Human participants played a simplified variation of the computational agent simulation experiment of Sect. 6. Instead of the 1,200 negotiations that computational agents played, participants played 24 different negotiation games, each on a different game board. To further simplify the setting for human participants, the 1 point penalty per round of negotiation was removed. Instead, each game was restricted to six rounds of negotiation. That is, once six offers had been made in the same negotiation game, players could no longer choose to make a counteroffer, and were forced to either accept the offer of their trading partner or withdraw from negotiation.

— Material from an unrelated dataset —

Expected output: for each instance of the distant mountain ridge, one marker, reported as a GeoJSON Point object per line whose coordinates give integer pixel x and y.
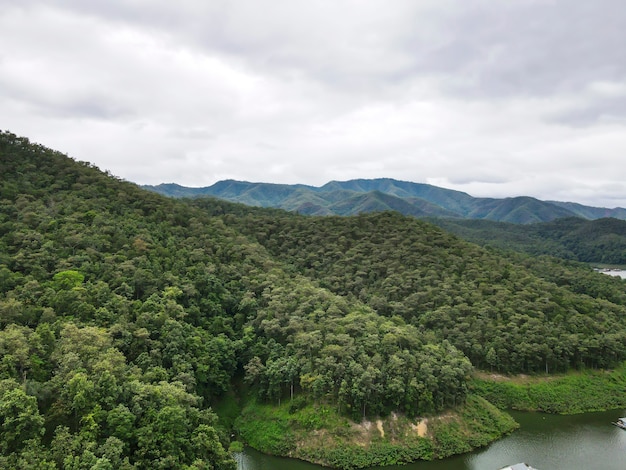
{"type": "Point", "coordinates": [371, 195]}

To ensure that these games would allow us to distinguish between different orders of theory of mind reasoning of participants, games were selected for this experiment according to the following conditions:

The participant’s goal could be reached with the eight chips in the game;
Simulations with computational agents predicted different outcomes for trading partners of different orders of theory of mind; and
Simulations with computational agents predicted that the game would last at least two turns and at most six turns.

These 24 games were divided into three blocks of eight games each. Each block was associated with a level of theory of mind reasoning of the computational trading partner so that each participant played eight negotiation games with a ${ ToM}_{0}$ trading partner, a ${ ToM}_{1}$ trading partner, and a ${ ToM}_{2}$ trading partner each.

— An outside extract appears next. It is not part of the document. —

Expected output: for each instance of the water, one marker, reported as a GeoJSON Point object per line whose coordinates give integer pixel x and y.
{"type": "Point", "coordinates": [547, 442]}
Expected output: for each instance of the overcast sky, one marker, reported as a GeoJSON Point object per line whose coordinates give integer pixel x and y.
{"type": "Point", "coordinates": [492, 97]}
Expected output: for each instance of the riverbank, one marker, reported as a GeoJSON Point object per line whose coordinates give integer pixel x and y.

7.1.3 Design and procedure

Because colors played a significant role in the Colored Trails games, participants were tested on colorblindness before the start of the experiment. All participants passed this colorblindness test.⁵ The Colored Trails experiment consisted of a familiarization phase and an experimental phase. At the start of the familiarization phase, participants were asked to imagine themselves as an attorney for a major corporation. In this function, they would be involved in a number of negotiations with different clients. Participants were told that their trading partner was Alex, a computer player that would always react on their offer as quickly as possible in a way it believed would maximize its own score. To ensure understanding of the Colored Trails game, participants answered a few questions about the rules, scoring, and movements on the game board. Participants answered these questions correctly.

In the experimental phase, participants played three blocks of eight games each. In each block, the participant negotiated with either a ${ ToM}_{0}$, a ${ ToM}_{1}$, or a ${ ToM}_{2}$ agent. The order in which participants encountered these different trading partners was counterbalanced across participants. Although participants were informed that they would face different clients, they were not told that level of reasoning of the trading partner would change over the course of the experiment. At the start of the experiment, it was randomly decided whether the participant or the computational agent would make the initial offer of the first game. In subsequent games, participant and agent alternated in the role of initiator.

Participants were allowed 60 seconds to decide on their next action. During each round, the remaining decision time was presented to participants by means of a countdown timer. If a participant had not made a decision within 60 seconds, the game continued without an offer being made, and the computational agent took its turn.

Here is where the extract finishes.